Induk SCTV & Indosiar Private Placement, Mau Akuisisi Lagi?

Market - tahir saleh, CNBC Indonesia
10 April 2019 12:01
Induk SCTV & Indosiar Private Placement, Mau Akuisisi Lagi?
Jakarta, CNBC Indonesia - Induk usaha stasiun televisi SCTV dan Indosiar, PT Surya Citra Media Tak (SCMA) akan kembali menggelar aksi korporasi berupa Penambahan Modal Tanpa Hak Memesan Efek Terlebih Dahulu (PMTHMETD) alias private placement yang sempat tertunda tahun lalu.

Kali ini, anak usaha dari PT Elang Mahkota Teknologi Tbk (EMTK) atau Emtek ini akan merilis 1.462.160.123 saham baru atau 10% dari modal ditempatkan dan disetor perusahaan dengan nilai nominal Rp 50/saham.

Dalam dokumen prospektus yang dipublikasikan di Bursa Efek Indonesia (BEI), Selasa malam (9/4/2019), disebutkan bahwa private placement ini akan membuat delusi pemegang saham lama sebesar 9,09%.


Adapun harga pelaksanaan private placement belum ditetapkan manajemen, tapi besarannya paling sedikit 90% dari rata-rata harga penutupan saham SCMA dalam 25 hari bursa secara berturut-turut di pasar reguler, sebelum tanggal permohonan pencatatan saham tambahan hasil private placement.


Data BEI mencatat, harga saham rata-rata saham SCMA per 10 April ini di level Rp 1.737/saham. Jika mengacu harga ini, potensi dana yang bisa diraup mencapai Rp 2,5 triliun.

Kendati demikian, dalam prospektus singkat itu disebutkan, Emtek selaku pengendali perusahaan berkomitmen menyerap saham baru tersebut maksimum sebesar Rp 360 miliar.
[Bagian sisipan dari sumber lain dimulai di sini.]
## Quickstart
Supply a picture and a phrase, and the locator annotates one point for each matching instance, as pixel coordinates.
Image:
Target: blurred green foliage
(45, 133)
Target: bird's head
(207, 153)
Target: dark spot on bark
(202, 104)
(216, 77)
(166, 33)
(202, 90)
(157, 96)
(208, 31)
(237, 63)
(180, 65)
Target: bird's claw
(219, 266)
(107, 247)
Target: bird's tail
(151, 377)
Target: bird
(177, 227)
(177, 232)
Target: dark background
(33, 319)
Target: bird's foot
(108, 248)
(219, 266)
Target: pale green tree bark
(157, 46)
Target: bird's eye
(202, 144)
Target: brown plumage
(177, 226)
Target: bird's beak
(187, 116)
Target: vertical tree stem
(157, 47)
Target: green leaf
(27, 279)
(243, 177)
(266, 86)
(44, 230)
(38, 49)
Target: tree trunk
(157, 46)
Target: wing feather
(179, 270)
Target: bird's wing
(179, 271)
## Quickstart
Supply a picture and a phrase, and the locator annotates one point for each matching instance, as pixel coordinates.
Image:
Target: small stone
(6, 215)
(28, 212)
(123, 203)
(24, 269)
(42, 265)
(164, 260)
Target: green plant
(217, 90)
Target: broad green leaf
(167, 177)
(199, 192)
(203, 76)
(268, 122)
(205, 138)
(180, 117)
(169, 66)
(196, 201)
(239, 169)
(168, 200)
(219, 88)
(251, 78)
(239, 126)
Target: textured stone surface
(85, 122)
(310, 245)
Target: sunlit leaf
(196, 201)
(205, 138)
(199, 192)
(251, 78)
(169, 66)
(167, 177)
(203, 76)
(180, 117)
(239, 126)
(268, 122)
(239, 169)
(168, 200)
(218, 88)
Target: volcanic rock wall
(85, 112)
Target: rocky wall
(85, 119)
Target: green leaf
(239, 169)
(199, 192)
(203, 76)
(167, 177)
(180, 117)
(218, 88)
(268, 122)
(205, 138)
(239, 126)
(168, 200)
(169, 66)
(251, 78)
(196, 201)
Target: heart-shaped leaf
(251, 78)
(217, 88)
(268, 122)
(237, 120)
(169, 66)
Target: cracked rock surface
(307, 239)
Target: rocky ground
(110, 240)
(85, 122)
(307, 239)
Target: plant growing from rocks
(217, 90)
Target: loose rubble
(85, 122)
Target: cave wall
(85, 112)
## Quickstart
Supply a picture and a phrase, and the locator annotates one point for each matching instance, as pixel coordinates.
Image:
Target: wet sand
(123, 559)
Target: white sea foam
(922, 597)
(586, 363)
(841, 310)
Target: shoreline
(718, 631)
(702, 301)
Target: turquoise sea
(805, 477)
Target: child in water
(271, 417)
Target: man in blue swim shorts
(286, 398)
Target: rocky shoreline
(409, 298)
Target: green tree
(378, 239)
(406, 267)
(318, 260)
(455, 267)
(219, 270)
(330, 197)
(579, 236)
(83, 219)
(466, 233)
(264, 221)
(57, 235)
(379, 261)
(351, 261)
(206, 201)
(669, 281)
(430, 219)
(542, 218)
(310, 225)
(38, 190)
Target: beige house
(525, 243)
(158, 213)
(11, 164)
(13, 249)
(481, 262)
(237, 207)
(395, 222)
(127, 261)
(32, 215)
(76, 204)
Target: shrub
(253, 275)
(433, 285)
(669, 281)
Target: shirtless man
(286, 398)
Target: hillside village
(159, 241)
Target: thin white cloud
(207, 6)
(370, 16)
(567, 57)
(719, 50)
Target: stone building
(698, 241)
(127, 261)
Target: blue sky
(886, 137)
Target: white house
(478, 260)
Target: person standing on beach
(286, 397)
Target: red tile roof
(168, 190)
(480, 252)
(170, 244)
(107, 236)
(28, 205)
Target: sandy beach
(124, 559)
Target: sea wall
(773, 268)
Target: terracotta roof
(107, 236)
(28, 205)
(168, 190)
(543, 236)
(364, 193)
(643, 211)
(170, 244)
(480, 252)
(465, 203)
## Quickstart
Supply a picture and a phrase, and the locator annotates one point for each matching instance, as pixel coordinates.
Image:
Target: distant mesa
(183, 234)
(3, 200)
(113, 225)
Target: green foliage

Sisa saham baru juga akan ditawarkan kepada investor lain yang tertarik masuk ke SCMA.

Perseroan akan meminta persetujuan dari para pemegang saham dalam Rapat Umum Pemegang Saham pada Kamis 16 Mei mendatang.
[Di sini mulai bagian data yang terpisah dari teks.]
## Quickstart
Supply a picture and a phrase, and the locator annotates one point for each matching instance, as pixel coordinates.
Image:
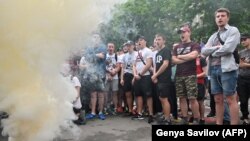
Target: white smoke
(35, 38)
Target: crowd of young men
(142, 78)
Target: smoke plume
(35, 38)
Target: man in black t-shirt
(184, 56)
(162, 76)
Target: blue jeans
(223, 82)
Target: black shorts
(128, 77)
(164, 90)
(143, 87)
(76, 111)
(201, 92)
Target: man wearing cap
(244, 77)
(127, 74)
(222, 65)
(142, 77)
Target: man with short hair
(222, 65)
(142, 77)
(111, 83)
(162, 76)
(184, 56)
(244, 77)
(94, 65)
(127, 75)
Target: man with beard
(223, 66)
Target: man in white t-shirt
(127, 75)
(112, 69)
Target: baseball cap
(129, 43)
(245, 35)
(183, 29)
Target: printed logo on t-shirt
(158, 59)
(186, 50)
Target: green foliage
(148, 17)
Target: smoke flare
(35, 38)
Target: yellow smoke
(35, 37)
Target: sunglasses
(243, 39)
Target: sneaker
(79, 122)
(183, 122)
(137, 116)
(165, 122)
(130, 114)
(243, 117)
(226, 122)
(90, 116)
(178, 120)
(150, 119)
(245, 122)
(102, 116)
(211, 114)
(202, 122)
(191, 119)
(119, 110)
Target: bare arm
(244, 64)
(190, 56)
(162, 68)
(147, 66)
(203, 74)
(176, 60)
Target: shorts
(128, 77)
(186, 86)
(76, 110)
(163, 90)
(223, 82)
(143, 87)
(201, 92)
(111, 85)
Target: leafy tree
(148, 17)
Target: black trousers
(244, 94)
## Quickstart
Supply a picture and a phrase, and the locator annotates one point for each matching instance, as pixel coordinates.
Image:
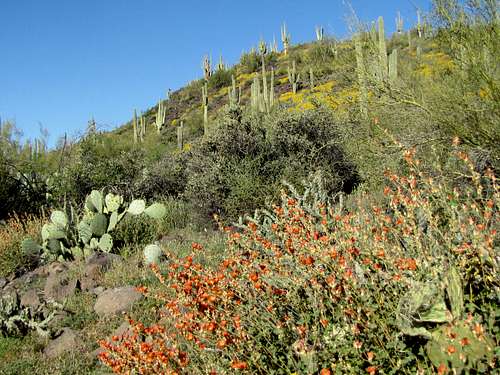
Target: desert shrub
(243, 161)
(15, 230)
(220, 78)
(102, 164)
(163, 178)
(407, 286)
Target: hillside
(325, 208)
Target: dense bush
(102, 164)
(12, 234)
(408, 286)
(243, 161)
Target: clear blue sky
(64, 61)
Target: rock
(104, 260)
(123, 330)
(98, 290)
(67, 341)
(60, 285)
(117, 300)
(30, 298)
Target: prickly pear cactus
(80, 237)
(152, 254)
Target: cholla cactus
(207, 67)
(293, 77)
(285, 39)
(319, 33)
(399, 23)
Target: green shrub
(12, 234)
(408, 286)
(245, 158)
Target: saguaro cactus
(134, 124)
(293, 77)
(207, 67)
(221, 65)
(393, 65)
(161, 116)
(363, 93)
(285, 39)
(204, 95)
(399, 23)
(180, 136)
(319, 33)
(382, 49)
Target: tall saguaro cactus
(134, 124)
(382, 48)
(293, 77)
(393, 65)
(234, 96)
(204, 96)
(399, 24)
(161, 116)
(285, 39)
(180, 136)
(207, 67)
(319, 33)
(363, 92)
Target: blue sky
(64, 61)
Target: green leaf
(438, 313)
(152, 254)
(59, 218)
(113, 220)
(106, 243)
(30, 247)
(99, 225)
(455, 293)
(84, 232)
(137, 207)
(113, 202)
(96, 199)
(51, 231)
(156, 211)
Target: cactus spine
(399, 23)
(363, 94)
(382, 49)
(180, 136)
(293, 77)
(285, 39)
(204, 95)
(319, 33)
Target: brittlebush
(313, 288)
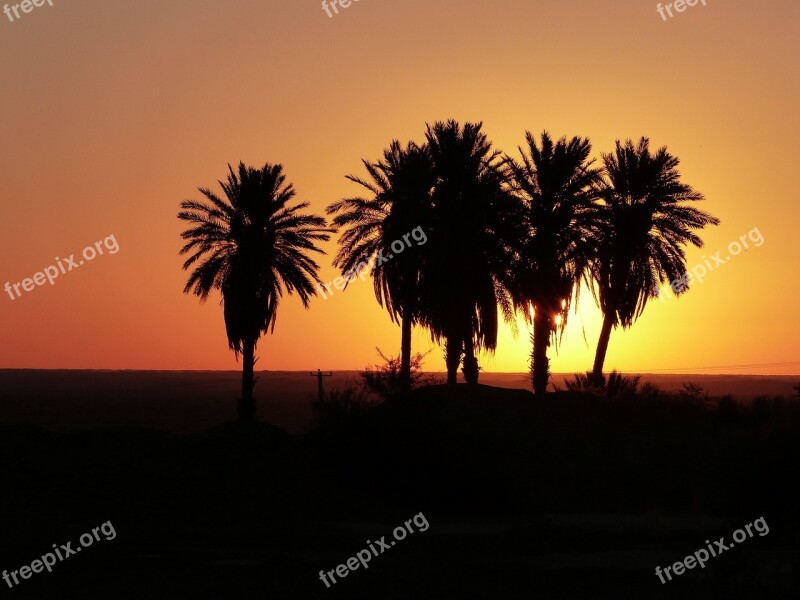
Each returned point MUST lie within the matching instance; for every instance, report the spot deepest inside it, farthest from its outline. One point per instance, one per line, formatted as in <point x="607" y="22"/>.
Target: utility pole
<point x="319" y="375"/>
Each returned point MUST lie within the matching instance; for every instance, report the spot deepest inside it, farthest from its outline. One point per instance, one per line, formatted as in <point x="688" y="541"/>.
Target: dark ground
<point x="571" y="497"/>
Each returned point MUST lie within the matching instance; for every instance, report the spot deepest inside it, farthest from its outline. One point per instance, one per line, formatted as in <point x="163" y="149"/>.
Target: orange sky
<point x="113" y="112"/>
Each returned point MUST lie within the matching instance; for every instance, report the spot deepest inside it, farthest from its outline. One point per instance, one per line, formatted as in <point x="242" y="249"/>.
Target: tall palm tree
<point x="473" y="226"/>
<point x="556" y="182"/>
<point x="647" y="223"/>
<point x="400" y="188"/>
<point x="251" y="246"/>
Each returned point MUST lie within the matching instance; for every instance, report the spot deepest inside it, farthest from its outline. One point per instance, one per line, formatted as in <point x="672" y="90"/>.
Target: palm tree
<point x="400" y="202"/>
<point x="646" y="225"/>
<point x="556" y="182"/>
<point x="473" y="226"/>
<point x="252" y="246"/>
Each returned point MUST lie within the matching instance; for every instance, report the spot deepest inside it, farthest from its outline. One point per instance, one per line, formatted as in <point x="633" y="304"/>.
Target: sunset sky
<point x="113" y="112"/>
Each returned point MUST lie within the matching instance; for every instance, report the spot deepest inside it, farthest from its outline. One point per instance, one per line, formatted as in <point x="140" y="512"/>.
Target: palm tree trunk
<point x="602" y="348"/>
<point x="247" y="405"/>
<point x="470" y="363"/>
<point x="405" y="355"/>
<point x="540" y="368"/>
<point x="452" y="351"/>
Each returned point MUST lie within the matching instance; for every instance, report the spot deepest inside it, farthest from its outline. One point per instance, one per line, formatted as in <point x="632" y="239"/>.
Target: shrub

Sebelumnya, manajemen sudah mendapatkan restu aksi korporasi ini melalui RUPSLB pada 12 Februari tahun lalu, tapi rencana ini tertunda.

"Rencana ini dilakukan guna untuk mengembangkan kegiatan usaha yang mendukung pertumbuhan jangka panjang perusahaan serta mendapatkan alternatif sumber pendanaan untuk kegiatan perusahaan," tulis manajemen SCMA.

Per 31 Maret 2019, pemegang saham utama SCMA adalah Emtek sebesar 60,96% dan sisanya publik 39,04%. Adapun pemegang saham Emtek yakni Eddy K Sariaatmadja 
24,91%, PT Adikarsa Sarana 11,89%, Susanto Suwarto 12,62%, Piet Yaury 8,85%, PT Prima Visualindo 8,15%, The Northern Trust Company 8,07%, Fofo Sariaatmadja 5,38% dan investor publik 20,13%.

Dana Rp 360 miliar dari Emtek akan digunakan SCMA untuk mengakuisisi 
PT Vidio Dot Com (Video.com) senilai Rp 115 miliar, PT Kapanlagi Dot Com Networks (KLY) senilali Rp 192 miliar, dan PT Binary Ventura Indonesia (BVI) seharga Rp 53 miliar.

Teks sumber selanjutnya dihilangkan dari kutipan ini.